Mondrian Piet: Red Tree Erik van Nimwegen Group
Bioinformatics and Systems Biology


  1. General Research Interests

    The main research interests of the genome systems biology group center around the discovery and study of design principles in the control and regulatory mechanisms of cells. Among the natural sciences biology occupies a unique position in that it generally makes sense to ask not only how the system behaves and what its components are, but also why the system behaves the way it does. That is, since the biological systems that we find in nature are the result of an evolutionary process that took hundreds of millions of years, we expect that their behaviors are generally functional in the sense that they serve some purpose for the organism. However, there is as of yet no general theoretical framework for discerning 'function' in biological systems. In the last few decades molecular biology, and in particular high-throughput techniques, have lead to an explosion of our knowledge of the molecular components that make up biological systems, and their physico-chemical properties. Given such detailed knowledge of the microscopic components, standard simulation and analysis techniques can be used to investigate how the system will behave under various conditions. However, the question of why biological systems are designed the way they are has been left largely untouched. Our long-term goal is to develop a mathematical theory of function in biological regulatory networks. Such a theory would provide a general frame work to approach questions such as: How does one separate the accidental from the functional in biological systems? What is the 'purpose' of a particular biological network for the organism? Which features of its design contribute to this purpose and which are only there by historical accident?
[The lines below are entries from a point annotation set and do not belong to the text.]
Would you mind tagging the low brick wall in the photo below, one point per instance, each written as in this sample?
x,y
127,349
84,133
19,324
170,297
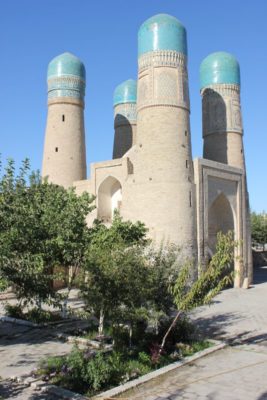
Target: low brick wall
x,y
259,258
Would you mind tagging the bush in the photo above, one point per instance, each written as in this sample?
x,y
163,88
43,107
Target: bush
x,y
14,311
38,315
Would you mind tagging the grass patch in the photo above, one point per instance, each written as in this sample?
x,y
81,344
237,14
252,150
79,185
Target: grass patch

    Recognizing that all 'function' in biological systems has arisen through evolution, one important aspect of the development of such a theory is the study of the evolutionary process. In particular we are studying evolutionary processes to understand how they have shaped regulatory design. A second line of investigation in our group concerns the direct study of large biological data sets. This part of our research consists mainly of the development of new mathematical techniques based on probability theory for interpreting large biological data sets. Finally, these two approaches are combined in our third current line of investigation which concerns the development of mathematical models for the evolution of whole genomes. Here we aim to explain quantitative laws of genome organization that are observed from large scale comparative genomics of whole genomes, and come to an quantitative understanding of the processes that shape whole genome evolution.
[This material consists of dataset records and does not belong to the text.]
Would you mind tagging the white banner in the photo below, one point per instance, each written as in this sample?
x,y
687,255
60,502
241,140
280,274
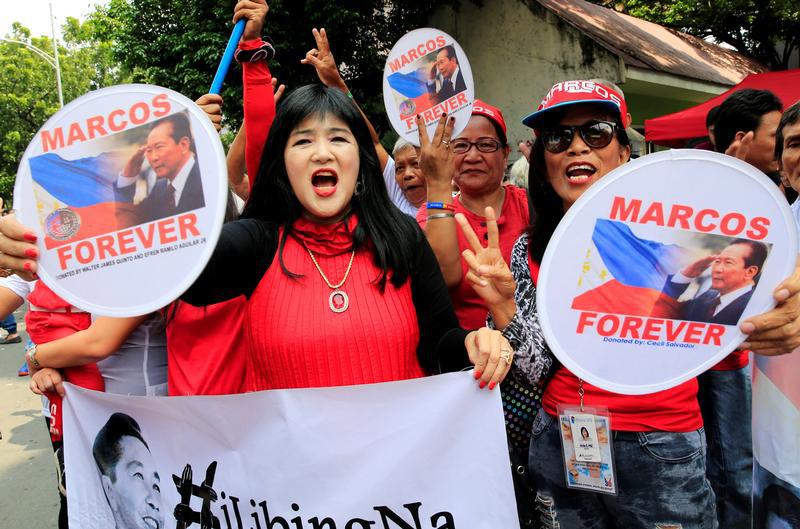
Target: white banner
x,y
428,453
  2. Algorithms for unraveling the regulatory circuitry of cells

    The aim of these methods is to eventually produce highly reliable annotations of the regulatory signals in intergenic regions on a genome-wide scale to complement the annotation of protein coding regions that are currently available. We have been developing algorithms for the reconstruction of the genome-wide transcriptional regulatory networks using comparison of whole genomes. More recently we have also started developing methods that allow the incorporation of other types of data, such as microarray expression data and ChIP-on-chip data, into the comparative genomic analysis.

  3. Quantitative Laws in Genome Organization and Evolution

    With the recent exponential growth of the number of fully-sequenced genomes, meaningful quantitative comparisons of the content and structure of whole genomes have now become possible. These studies have uncovered basic quantitative laws that govern the gene-content of genomes, the distribution of genes within genomes, and the distribution of their interactions. We are studying these fundamental design principles in various ways. On the one hand we aim to discover further quantitative laws of genome design by the statistical analysis of large sets of genome sequence data. On the other hand we are developing mathematical models of whole genome evolution with the aim of elucidating the evolutionary origins of these genomic design principles.
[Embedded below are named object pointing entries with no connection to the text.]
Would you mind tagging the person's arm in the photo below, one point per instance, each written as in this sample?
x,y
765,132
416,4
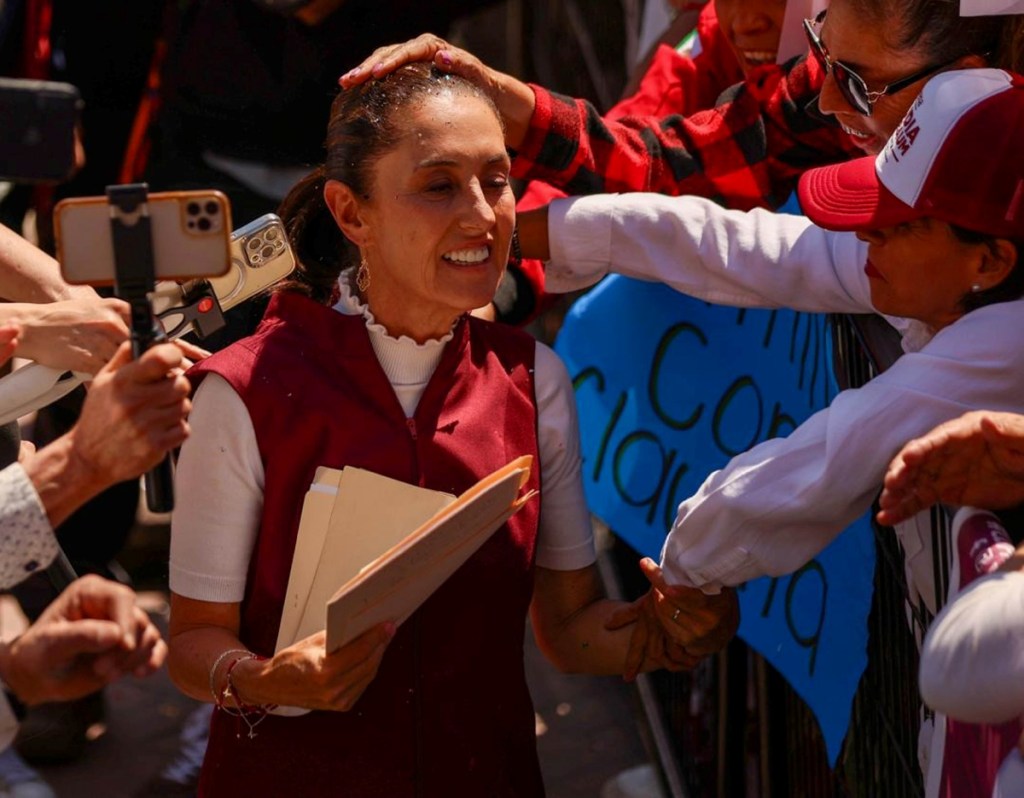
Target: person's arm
x,y
747,152
973,655
29,275
753,259
133,414
569,609
975,460
774,507
73,335
88,636
212,538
  4. Microevolutionary Dynamics in Sequence Space

    Finally, our group also works on the general theory of micro-evolutionary dynamics of DNA sequences as a function of parameters such as population sizes, mutation rates, and structural features of the genotype to phenotype mapping. We are interested in the role of neutrality in evolution, the evolution of robustness to genetic and environmental perturbations, the evolution of regulatory circuitry, and the evolution of intergenic DNA.